Miller found himself taking on some of his brother’s traits. While playing golf, he started putting like his brother, not realizing it at first.

“It was kind of cool in a way because I felt like I had a piece of him to take forever,” Miller said.

In August at the sixth annual BodeBash Golf and Tennis Classic, a fundraiser for his foundation, memorabilia was auctioned to benefit a Chelone Miller memorial fund for aspiring athletes “who embody a dedicated and free-spirited connection to their sport.”

In between tennis games at BodeBash, Miller’s daughter, Dacey, sits in his lap eating ice cream. Dacey lives with her mother in California, but Miller sees her often, a main reason why he lives in a place completely opposite from where he grew up.

His grandparents opened Tamarack Lodge in 1946 and 16 years later turned a few acres into a tennis camp. It’s also where he grew up in the wood cabin his parents built (famously without electricity or running water).

“This whole space is very family, and it’s very sentimental, and that’s why Bode loves to come here,” said his sister, Kayla, who runs the foundation. “That’s why he comes home to do these events; it’s different than anyplace else in the world.”

Jo Miller points out the room where she gave birth to the first two of her four children and smiles because her son is home, even if it’s just for a weekend.

“Now he has a house and wife and a life, which is really cool,” she said.

As for that California house and California life ...

“My reaction was, ‘Oh my god. Really? Bode? Driving the (Interstate) 405?’ I would have thought he’d be out of his element,” she said. “But he’s smiling and is happy as can be.”

The last day of September, Bode Miller attends a news conference with U.S. ski team officials. He’s smiling. A few years ago, the scene would have been hard to imagine.

A few highlights from the Bad Boy Bode era: In the lead-up to the 2006 Torino Olympics, he said in an interview he skied “wasted.” Hyped to win as many as five gold medals in Torino, he came home empty-handed but “got to party and socialize at an Olympic level,” he said at the time. Though Miller said his comments were misinterpreted, the damage was done.

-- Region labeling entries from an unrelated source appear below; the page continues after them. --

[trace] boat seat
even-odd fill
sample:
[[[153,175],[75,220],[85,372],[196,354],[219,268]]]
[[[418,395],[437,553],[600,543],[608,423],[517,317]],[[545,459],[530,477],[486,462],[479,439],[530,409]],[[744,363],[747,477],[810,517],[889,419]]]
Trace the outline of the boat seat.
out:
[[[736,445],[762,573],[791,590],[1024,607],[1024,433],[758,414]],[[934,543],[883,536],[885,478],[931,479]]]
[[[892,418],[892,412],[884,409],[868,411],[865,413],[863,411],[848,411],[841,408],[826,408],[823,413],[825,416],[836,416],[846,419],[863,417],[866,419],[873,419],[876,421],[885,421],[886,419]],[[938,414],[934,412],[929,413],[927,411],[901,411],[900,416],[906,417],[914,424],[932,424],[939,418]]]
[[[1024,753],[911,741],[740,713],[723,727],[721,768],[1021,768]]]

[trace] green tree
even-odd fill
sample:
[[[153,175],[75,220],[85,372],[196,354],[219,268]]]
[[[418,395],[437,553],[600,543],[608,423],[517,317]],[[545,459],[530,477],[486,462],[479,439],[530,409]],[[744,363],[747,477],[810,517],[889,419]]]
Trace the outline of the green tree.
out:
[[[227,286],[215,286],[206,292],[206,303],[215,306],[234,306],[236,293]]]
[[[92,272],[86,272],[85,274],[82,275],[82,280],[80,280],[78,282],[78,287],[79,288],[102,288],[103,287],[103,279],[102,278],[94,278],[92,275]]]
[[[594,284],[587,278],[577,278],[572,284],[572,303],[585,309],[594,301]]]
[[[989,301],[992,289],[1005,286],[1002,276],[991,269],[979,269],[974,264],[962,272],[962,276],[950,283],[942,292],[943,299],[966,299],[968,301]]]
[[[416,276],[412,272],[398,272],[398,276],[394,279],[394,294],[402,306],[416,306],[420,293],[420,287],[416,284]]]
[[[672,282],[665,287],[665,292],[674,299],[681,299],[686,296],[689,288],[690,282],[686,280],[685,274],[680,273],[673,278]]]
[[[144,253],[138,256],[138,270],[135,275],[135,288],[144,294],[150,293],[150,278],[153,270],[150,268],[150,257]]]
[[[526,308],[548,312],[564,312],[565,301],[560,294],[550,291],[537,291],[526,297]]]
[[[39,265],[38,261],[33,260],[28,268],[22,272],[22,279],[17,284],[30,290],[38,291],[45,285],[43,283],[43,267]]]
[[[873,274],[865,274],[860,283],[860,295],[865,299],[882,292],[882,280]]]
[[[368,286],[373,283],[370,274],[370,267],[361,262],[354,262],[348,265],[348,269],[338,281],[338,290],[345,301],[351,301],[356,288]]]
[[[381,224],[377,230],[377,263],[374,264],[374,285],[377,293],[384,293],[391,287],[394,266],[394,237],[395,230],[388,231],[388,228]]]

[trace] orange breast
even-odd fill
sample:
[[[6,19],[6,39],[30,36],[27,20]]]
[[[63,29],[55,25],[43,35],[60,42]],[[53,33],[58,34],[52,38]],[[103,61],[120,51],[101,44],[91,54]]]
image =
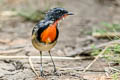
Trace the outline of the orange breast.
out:
[[[56,39],[56,27],[57,24],[54,23],[45,29],[41,34],[41,41],[45,43],[50,43]]]

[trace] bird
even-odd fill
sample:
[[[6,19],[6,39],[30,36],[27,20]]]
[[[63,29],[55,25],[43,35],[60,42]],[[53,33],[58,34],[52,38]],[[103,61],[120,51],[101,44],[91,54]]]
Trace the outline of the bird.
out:
[[[58,24],[65,17],[73,15],[64,8],[50,9],[43,20],[39,21],[32,30],[32,45],[40,53],[40,75],[43,76],[42,67],[42,52],[48,51],[51,61],[53,63],[54,72],[56,72],[56,66],[51,55],[51,49],[56,45],[59,36]]]

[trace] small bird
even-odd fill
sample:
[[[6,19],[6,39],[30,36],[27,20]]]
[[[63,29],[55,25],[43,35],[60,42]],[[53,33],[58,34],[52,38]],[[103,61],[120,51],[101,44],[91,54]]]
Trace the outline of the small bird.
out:
[[[60,20],[64,19],[68,15],[73,15],[64,8],[53,8],[49,10],[44,20],[41,20],[32,30],[32,44],[40,52],[40,75],[43,76],[42,68],[42,51],[48,51],[51,57],[54,72],[56,72],[55,63],[52,59],[50,53],[51,48],[53,48],[58,39],[58,23]]]

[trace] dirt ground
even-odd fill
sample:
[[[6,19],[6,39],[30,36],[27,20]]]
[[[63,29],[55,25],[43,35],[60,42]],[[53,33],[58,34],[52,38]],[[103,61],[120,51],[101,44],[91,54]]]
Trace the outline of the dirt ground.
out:
[[[102,28],[101,22],[120,22],[119,0],[11,0],[0,3],[0,10],[6,11],[16,8],[21,9],[44,9],[50,4],[51,8],[59,6],[73,12],[74,16],[67,17],[60,23],[60,36],[55,48],[51,50],[53,56],[68,56],[75,49],[107,42],[105,39],[96,39],[89,33],[94,28]],[[32,4],[32,6],[30,6]],[[45,5],[46,4],[46,5]],[[49,5],[48,5],[49,7]],[[39,52],[31,44],[31,31],[36,23],[25,21],[22,17],[0,18],[0,54],[7,56],[39,56]],[[8,52],[6,52],[8,51]],[[44,56],[48,53],[44,52]],[[77,56],[81,57],[81,56]],[[40,71],[39,59],[32,59],[36,71]],[[50,59],[43,60],[44,72],[47,80],[104,80],[105,68],[108,67],[104,59],[99,59],[87,72],[82,70],[92,60],[63,60],[55,59],[57,72],[53,74]],[[35,80],[28,59],[0,59],[0,80]],[[38,80],[45,80],[38,79]],[[109,80],[109,79],[108,79]]]

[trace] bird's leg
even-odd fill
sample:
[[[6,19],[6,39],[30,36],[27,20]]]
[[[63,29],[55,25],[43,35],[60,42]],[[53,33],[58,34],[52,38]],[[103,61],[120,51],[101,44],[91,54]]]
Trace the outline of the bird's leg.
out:
[[[54,73],[56,73],[57,70],[56,70],[56,66],[55,66],[55,63],[54,63],[54,61],[53,61],[52,55],[51,55],[50,51],[48,51],[48,52],[49,52],[49,55],[50,55],[51,60],[52,60],[52,63],[53,63]]]
[[[36,72],[36,70],[35,70],[35,68],[34,68],[34,66],[33,66],[31,57],[29,57],[29,64],[30,64],[30,67],[31,67],[32,71],[35,73],[35,75],[36,75],[37,77],[39,77],[38,73]]]
[[[40,51],[40,76],[44,76],[42,67],[42,51]]]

After the 2007 World Cup season, unhappy with the way the U.S. Ski programs were run, Miller formed his own team. Now, he acknowledges he “influenced things in a negative way because of my attitude at times.”

But he’s happy how the organization has changed in ensuing years. At the 2010 Vancouver Games, he won a gold, silver and a bronze.

At that news conference almost three weeks ago, Miller partnered with the U.S. Olympic Committee to launch a Gateway to Gold program to help identify new Paralympic athletes. Miller sat next to his friend Cam Shaw-Doran, a former snowboarder who was paralyzed in a car accident in 1997. Shaw-Doran helps run Miller’s foundation.

All of this has led to what Miller calls harmony in his life. Whether it leads to a successful World Cup season and the Olympics soon will be known. Miller recently had a room full of World Cup trophies, which were stored in Europe, shipped to his California home. As he unpacked them, he began to get emotional.

“It was very nostalgic to see a physical representation of the last 15 to 20 years of my work. When you see it through the bulk of trophies ... it was impressive. I think I have 90 something podiums or something like that,” said Miller, looking back at his life from the room where it all began.